For row and matrix sketches with a number of rows NROWS
(fixed to one for row sketches), you have to call:
python3 autotune.py plain -generator $MODE -descriptor_path $DESCRIPTOR -memseg_depth $DEPTH -dp $DP -template_path $CONTROLLER -toolchain $PRODUCT -toolchain_prefix $TOOLCHAIN -fixrows NROWS -cfactor 4 -dfactor 4 -initial_guess 16
Then, the number of columns is optimized. You may also optimize the number of columns by using -fixcols
instead.
Note that each individual experiment takes several days so you definitely want to start the command in a tmux session.
Evaluation
Let autotune run for all parameters and collect the summary sizes for the generated accelerators. The throughput is computed as the degree of data parallelism times the operating frequency times 32 as we are always using 32 Bit input values and processing rates are static. Compare them to the baseines.
Baselines
All baseline implementations are given in the /Baselines folder. For each algorithm, we provide one CPU variant and at least one GPU variant.
CPU (SIMD+OpenMP)
The CPU baselines are straightforward to use and to evaluate against. Each core operates on a sequential chunk of the input data and constructs it's own sketch similar to the replication performed in Scotch. As CPUs have sufficiently large per-core caches, this implementation strategy works well for all summary sizes covered in our evaluation. We use OpenMP for multi-threading and AVX512 instructions with GCC vector types, so be sure that your CPU is recent enough for AVX512.
For MinHash and AGMS, execute
./sketch $num_rows $num_threads
For all the others:
./sketch $num_rows $num_cols $num_threads
Set the number of threads to the number of hardware threads available on your CPU. For us, it was 48 (2x12+HT). For row sketches (FC, HLL), you want to set $num_rows to 1. The executables generate a CSV line that reports on the parameters and the observed throughput. In the paper, we report the throughput over 10 iterations compared to our FPGA accelerators.
GPU (CUDA)
GPU implementation strategies are little more diverse as hardware caches are much smaller and can make a difference.
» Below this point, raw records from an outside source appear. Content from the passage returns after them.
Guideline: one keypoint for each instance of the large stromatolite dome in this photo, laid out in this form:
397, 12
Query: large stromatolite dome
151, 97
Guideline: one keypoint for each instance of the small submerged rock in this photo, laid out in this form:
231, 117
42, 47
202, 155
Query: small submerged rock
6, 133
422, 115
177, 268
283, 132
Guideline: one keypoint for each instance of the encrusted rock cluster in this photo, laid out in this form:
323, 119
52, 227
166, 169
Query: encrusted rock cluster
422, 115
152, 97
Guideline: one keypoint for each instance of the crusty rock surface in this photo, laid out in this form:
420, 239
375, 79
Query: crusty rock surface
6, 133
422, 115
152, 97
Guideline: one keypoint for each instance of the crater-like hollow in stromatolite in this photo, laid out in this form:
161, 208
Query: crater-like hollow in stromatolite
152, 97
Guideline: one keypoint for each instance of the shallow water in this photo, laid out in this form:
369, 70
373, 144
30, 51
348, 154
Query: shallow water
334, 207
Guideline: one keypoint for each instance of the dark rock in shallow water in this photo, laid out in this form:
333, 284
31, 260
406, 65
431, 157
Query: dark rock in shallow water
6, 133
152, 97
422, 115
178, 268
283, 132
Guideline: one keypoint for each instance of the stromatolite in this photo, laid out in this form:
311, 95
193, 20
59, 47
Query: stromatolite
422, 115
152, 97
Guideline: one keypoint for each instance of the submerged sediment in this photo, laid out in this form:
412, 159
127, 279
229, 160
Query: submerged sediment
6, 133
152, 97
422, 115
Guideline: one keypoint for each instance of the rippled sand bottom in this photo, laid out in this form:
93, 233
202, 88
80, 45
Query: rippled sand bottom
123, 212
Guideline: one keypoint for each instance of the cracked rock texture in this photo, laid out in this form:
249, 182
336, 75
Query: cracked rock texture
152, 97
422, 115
For AGMS and HLL, each thread builds one counter of the sketch over a chunk of the input data. The sketches are always bound by compute throughput so there was not a lot to gain by tuning. For these algorithms, you execute
./sketch $num_rows
For CM and FAGMS, we provide two implementation strategies.
Row-by-Row: For each row, all threads cooperatively make one coalesced pass over the input data and update the row using atomics. This implementation strategy works well for sketches with a large number of columns as collisions are less likely and cache locality is increased.
Row-Parallel: Each thread is assigned to one particular row and a stride of the input data. It updates the row cooperatively with the other threads using atomics. This implementation strategy works well for smaller sketches as all rows fit into the cache simultaneously and the chance of collision is decreased. For these algorithms, you execute:
./sketch $num_rows $num_cols
In our evaluation, we report the throughput for the strategy that provided the highest throughput for the given setup.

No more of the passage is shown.